Malaysia Airlines is late filing its 2018 figures (a Khazanah spokesman said they will be in by October), but aviation analyst Shukor Yusof, founder of Endau Analytics, estimates that Malaysia Airlines is losing about 3 million Malaysian ringgit or $730,000 per day this year.
The creation of a new legal entity to govern the airline under Khazanah’s 2014 recovery plan also appears to have prevented former employees from taking legal action against the previous company, Malaysia Airlines Systems Berhad, Nasaruddin said. Employees were told courts wouldn’t hear their cases “because the company no longer exists”, he explained.
Malaysia Airlines also shuttered all internal unions, which was met with strong protest from multiple human rights groups in Malaysia at the time. Kumar said new employees have told him they have also been discouraged from joining the national union.
“What I get from the basic training crew is that they were told not to go against or question the company – to follow orders,” Kumar said.
In place of internal unions, Khazanah notes that the airline currently practises “collaborative employee engagement” via its Works Council, which meets monthly.
Some former workers were offered contract positions after Malaysia Airlines found itself understaffed after the layoffs. But these new positions offered lower salaries and few, if any, of the benefits that workers had enjoyed as full-time employees, Nasaruddin said.
Malaysia Airlines management has submitted a long-term business plan to Khazanah, although neither party confirmed whether the plan had been accepted.
In response to Al Jazeera’s request for comment, Malaysia Airlines spokesperson Kharunnisak Dzun Nurin said the company wants to “build a diverse Asia Pacific network with a simplified fleet structure and operations to ensure consistency whilst removing complexity in service delivery”.
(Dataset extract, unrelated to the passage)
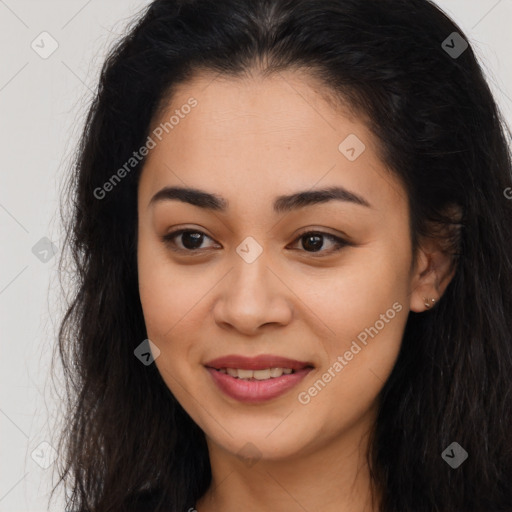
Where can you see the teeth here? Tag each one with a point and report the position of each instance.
(269, 373)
But aviation analyst Yusof is sceptical that the new long-term business plan will help the company recover.
“The stated break-even target [of] 2022 is pure fantasy. How can it break even in three years when debts for 2017 are around $1.7bn and other fixed costs remain constant?” he asked.
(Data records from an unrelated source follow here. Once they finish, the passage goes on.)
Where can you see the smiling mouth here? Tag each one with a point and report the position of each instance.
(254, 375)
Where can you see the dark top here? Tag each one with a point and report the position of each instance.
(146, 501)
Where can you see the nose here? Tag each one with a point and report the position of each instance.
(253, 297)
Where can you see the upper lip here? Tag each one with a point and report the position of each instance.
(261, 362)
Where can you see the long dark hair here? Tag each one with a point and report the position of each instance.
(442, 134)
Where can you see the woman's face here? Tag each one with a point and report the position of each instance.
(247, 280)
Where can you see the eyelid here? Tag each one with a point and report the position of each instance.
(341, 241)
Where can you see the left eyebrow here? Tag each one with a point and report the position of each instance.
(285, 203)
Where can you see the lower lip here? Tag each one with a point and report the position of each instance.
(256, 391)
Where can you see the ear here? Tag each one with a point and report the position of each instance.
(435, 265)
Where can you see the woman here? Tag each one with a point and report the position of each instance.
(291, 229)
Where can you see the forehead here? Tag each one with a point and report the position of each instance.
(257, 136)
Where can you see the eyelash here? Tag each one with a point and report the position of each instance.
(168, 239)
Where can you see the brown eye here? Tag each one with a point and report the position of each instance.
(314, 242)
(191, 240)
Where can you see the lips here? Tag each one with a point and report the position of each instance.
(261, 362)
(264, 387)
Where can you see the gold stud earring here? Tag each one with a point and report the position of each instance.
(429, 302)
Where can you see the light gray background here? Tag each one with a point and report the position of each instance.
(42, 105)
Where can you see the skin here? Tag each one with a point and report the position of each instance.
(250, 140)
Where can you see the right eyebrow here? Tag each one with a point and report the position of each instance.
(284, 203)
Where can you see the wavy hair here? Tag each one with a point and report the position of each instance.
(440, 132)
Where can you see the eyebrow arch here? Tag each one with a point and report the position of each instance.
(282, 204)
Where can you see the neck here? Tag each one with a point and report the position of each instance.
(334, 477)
For its part, NUFAM alleges that the carrier’s financial woes are due to rampant mismanagement over the years – oversights that include having paid over $1 per stick of satay for in-flight meals (competing airlines charge $4 for five sticks of satay and rice) and purchasing tablet computers at more than three times their retail price.
Khazanah says that Malaysia Airlines has a whistle-blowing policy in place, and anyone with evidence of financial mismanagement should report it to the company or its directors.
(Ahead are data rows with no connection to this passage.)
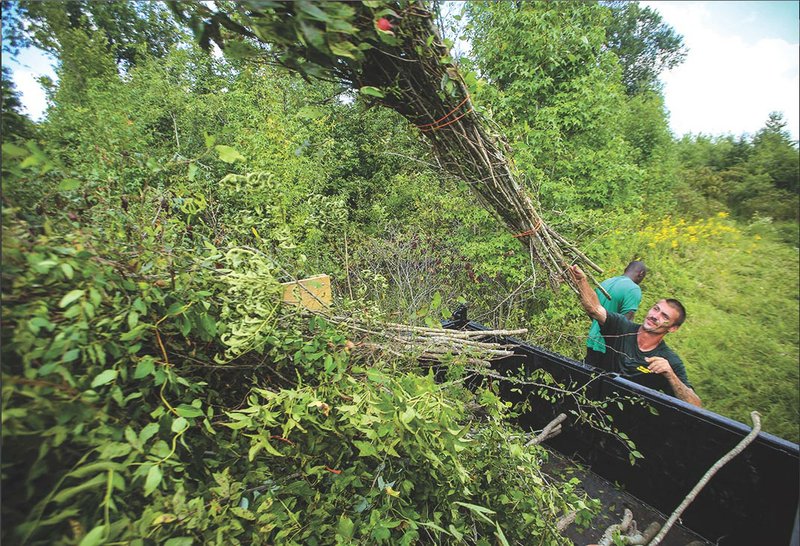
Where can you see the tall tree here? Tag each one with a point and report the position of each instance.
(775, 154)
(557, 91)
(130, 28)
(644, 44)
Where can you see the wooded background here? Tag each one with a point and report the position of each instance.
(155, 392)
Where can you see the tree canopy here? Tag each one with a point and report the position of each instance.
(154, 388)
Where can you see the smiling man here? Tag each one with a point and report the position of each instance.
(640, 348)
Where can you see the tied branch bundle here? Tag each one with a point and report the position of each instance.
(431, 344)
(391, 51)
(415, 72)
“Any claims that financial mismanagement had occurred in the past are serious allegations that should be addressed appropriately. Khazanah will deal with any such evidence of mismanagement accordingly if raised to our attention,” Sharif said.
Nasaruddin, the union president, wants the board to be held accountable for Malaysia Airlines’ financial woes.
Yusof concurs that major changes are needed. “Unless the government has the political will to weed out the current management and board, and replace them with professional Malaysians with the skills and discipline to run the airline, Malaysia Airlines will continue to fail,” he said.
In July, Khazanah hired Morgan Stanley to explore strategic options for Malaysia Airlines in the hopes of reaching a deal by the end of this year, Bloomberg reported, citing sources familiar with the matter. It remains unclear whether Malaysia Airlines’ existing long-term business plan will factor into which potential buyers it considers.
Malaysia’s Prime Minister Mahathir Mohamad has emphasised his two priorities for potential investors: not to lay off any more workers, and to keep Malaysia in the airline’s name.
But even five years later, the twin tragedies of MH370 and MH17 are still at the forefront of public perception, and that remains a drag on the future of Malaysia Airlines.